Thomas Günther · Answer 6 · Tue Jul 09 2024 20:22:10 GMT+0800 (China Standard Time)

Many thanks for this effort!

I also checked the code with your testfile. With rel=False I got a resistance error of -3milliOhms plus +7% but with rel=True I got 3.7 milliOhms plus 7% which really makes sense. For the IP error I got $d\Phi=1.4|R|^(-0.5)$ which is very similar to the values in the upper right plot of Fig. 7 in Adrians paper ($1.92 |R|^(-0.61)$).

The error model is between 0.3 and 2.5 mrad (note the symlog scale) which makes sense to me.
We need to check with other files how robust this procedure is.

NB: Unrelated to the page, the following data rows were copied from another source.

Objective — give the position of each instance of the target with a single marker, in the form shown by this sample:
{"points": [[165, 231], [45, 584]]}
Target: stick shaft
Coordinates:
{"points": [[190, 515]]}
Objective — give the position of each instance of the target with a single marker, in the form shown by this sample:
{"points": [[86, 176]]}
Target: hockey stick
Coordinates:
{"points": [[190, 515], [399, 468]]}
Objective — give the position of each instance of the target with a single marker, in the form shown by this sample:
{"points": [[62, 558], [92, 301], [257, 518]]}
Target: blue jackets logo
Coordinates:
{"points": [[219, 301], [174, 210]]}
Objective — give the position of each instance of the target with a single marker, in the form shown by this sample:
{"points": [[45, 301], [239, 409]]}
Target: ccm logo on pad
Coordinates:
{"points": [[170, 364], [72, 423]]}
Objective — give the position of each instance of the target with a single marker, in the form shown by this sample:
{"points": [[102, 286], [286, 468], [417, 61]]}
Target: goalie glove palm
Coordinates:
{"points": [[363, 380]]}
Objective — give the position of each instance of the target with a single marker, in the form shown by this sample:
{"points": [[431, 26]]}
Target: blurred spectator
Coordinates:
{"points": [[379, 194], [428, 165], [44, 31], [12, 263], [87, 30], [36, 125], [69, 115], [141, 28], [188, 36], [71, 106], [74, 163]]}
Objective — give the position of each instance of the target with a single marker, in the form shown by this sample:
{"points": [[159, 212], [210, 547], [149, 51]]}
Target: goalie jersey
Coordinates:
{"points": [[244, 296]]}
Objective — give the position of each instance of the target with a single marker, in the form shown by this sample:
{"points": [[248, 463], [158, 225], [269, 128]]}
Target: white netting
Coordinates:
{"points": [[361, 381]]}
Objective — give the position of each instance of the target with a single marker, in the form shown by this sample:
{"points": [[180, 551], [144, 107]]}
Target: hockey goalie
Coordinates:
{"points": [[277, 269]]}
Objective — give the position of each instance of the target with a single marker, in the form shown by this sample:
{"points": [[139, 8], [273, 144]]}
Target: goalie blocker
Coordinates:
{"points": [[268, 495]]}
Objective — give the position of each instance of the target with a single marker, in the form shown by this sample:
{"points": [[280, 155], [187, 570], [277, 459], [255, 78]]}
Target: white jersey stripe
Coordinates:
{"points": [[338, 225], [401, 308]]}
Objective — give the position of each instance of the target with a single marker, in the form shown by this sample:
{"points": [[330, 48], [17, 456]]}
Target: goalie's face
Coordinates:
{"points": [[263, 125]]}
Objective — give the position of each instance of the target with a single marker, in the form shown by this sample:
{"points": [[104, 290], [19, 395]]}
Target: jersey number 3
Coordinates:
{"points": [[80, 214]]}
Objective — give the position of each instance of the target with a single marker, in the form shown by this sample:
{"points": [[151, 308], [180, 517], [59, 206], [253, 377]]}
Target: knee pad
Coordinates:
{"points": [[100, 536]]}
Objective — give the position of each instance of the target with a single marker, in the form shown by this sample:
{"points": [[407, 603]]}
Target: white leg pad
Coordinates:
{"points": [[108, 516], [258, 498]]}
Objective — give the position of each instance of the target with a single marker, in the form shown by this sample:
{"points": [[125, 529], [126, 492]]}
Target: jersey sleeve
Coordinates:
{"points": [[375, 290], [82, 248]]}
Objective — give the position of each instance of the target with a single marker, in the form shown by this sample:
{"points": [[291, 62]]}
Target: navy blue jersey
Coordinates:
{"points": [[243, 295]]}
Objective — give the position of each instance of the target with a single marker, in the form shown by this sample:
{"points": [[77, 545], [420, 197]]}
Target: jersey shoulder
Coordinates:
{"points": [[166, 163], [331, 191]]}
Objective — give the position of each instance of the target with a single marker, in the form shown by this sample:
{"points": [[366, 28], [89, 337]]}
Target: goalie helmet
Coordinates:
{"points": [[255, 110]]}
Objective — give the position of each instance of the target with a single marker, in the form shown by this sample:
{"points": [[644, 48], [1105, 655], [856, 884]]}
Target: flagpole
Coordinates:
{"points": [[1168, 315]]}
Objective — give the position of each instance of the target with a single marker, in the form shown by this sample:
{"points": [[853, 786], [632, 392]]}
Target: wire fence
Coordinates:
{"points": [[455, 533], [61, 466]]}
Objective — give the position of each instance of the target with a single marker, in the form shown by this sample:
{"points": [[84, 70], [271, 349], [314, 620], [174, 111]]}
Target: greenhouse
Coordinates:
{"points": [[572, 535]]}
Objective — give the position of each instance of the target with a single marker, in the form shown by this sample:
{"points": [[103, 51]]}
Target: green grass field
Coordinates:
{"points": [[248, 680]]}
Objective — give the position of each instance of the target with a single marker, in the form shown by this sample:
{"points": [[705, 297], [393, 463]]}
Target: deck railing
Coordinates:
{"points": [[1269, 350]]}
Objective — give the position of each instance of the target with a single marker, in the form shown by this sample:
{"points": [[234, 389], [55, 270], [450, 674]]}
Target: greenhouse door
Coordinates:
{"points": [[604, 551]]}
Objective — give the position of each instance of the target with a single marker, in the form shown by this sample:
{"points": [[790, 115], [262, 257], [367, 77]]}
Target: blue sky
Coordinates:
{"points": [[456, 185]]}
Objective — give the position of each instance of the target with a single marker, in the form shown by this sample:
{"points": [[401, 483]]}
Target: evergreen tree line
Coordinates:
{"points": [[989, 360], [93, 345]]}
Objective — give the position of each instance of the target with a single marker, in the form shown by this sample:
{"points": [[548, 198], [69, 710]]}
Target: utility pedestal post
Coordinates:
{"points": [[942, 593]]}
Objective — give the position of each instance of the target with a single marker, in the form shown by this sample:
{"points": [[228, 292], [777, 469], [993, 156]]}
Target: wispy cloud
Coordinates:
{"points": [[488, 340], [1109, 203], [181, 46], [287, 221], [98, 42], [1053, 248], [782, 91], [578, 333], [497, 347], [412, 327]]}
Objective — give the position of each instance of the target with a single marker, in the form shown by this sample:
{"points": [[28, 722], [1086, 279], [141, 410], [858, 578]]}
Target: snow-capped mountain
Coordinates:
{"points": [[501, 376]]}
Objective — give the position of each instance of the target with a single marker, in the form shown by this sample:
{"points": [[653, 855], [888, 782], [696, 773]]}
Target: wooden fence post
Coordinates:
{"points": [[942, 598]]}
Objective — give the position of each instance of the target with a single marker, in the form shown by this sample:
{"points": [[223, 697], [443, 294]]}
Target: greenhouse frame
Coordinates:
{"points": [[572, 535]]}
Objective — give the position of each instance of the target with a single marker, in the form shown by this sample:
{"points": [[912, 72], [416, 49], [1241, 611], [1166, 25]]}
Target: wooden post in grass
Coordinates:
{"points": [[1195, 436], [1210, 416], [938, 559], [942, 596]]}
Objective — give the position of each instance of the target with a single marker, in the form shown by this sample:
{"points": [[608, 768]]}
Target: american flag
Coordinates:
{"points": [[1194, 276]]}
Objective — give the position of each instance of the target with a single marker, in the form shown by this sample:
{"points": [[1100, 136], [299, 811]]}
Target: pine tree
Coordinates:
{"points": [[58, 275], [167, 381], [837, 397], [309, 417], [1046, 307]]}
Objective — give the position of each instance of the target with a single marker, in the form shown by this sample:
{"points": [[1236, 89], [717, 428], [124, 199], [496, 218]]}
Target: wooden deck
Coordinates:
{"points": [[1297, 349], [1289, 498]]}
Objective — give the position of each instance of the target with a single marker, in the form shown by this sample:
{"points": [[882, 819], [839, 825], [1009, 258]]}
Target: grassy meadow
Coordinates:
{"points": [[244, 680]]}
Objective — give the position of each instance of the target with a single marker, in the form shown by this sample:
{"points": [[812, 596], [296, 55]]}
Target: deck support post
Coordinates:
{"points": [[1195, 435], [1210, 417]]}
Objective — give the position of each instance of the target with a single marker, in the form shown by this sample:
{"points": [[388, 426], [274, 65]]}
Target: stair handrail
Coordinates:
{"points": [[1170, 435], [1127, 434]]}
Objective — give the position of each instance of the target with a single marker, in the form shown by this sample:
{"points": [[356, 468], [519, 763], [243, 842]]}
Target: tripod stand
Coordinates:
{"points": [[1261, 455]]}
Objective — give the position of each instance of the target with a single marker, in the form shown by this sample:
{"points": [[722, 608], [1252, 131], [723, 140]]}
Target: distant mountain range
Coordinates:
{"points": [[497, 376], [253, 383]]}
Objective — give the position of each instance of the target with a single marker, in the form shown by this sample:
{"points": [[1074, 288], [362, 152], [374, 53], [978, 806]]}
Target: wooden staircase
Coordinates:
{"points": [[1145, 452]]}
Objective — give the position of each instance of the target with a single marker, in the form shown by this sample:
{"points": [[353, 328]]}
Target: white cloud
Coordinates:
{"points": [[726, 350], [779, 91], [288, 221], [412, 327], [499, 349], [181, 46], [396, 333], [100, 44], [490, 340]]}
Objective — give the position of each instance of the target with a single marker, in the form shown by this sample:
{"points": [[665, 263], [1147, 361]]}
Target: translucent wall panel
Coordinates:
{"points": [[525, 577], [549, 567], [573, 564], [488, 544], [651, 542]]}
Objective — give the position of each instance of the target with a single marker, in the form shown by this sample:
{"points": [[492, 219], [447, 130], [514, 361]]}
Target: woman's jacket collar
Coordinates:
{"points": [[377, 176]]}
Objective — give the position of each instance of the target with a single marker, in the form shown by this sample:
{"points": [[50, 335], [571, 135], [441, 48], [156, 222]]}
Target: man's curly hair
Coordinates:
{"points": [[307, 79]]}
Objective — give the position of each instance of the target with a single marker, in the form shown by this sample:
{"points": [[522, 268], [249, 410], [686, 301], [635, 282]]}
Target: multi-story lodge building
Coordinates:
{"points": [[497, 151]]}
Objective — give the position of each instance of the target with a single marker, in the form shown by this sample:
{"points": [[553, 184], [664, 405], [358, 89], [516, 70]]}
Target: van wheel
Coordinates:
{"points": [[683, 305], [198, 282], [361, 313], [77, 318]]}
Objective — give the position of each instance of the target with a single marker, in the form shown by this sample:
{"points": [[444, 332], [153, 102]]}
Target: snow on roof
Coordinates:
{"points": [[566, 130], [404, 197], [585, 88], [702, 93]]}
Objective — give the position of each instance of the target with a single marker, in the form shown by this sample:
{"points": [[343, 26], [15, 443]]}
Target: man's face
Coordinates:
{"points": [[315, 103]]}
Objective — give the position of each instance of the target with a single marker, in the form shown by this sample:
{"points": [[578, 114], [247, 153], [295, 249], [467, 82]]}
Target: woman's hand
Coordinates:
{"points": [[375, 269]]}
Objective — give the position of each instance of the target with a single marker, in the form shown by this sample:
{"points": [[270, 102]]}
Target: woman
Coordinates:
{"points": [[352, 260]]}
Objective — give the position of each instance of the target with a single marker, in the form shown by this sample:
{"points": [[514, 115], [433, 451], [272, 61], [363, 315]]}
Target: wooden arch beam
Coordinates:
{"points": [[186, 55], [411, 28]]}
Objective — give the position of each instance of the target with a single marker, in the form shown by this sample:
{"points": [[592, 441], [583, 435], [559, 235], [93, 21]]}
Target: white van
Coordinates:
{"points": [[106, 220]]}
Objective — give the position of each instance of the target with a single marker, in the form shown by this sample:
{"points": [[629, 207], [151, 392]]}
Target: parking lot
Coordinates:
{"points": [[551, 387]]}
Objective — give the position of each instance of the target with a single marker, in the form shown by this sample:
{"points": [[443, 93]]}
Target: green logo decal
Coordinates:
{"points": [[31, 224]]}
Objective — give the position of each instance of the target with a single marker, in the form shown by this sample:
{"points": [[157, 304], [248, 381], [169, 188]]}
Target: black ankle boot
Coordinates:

Anyone with data is welcome to test and report.

Thomas Günther · Answer 7 · Tue Jul 09 2024 20:31:07 GMT+0800 (China Standard Time)

I just don't like the four possible different output arguments (ab only, ab/ax, ab/abip, ab/abip/ax) and that the first axes is lost in case of IP. I would rather redirect ip=True (or ip=anyarray) to do IP reciprocal analysis only so that it can also be used to do it spectrally and the output is the same.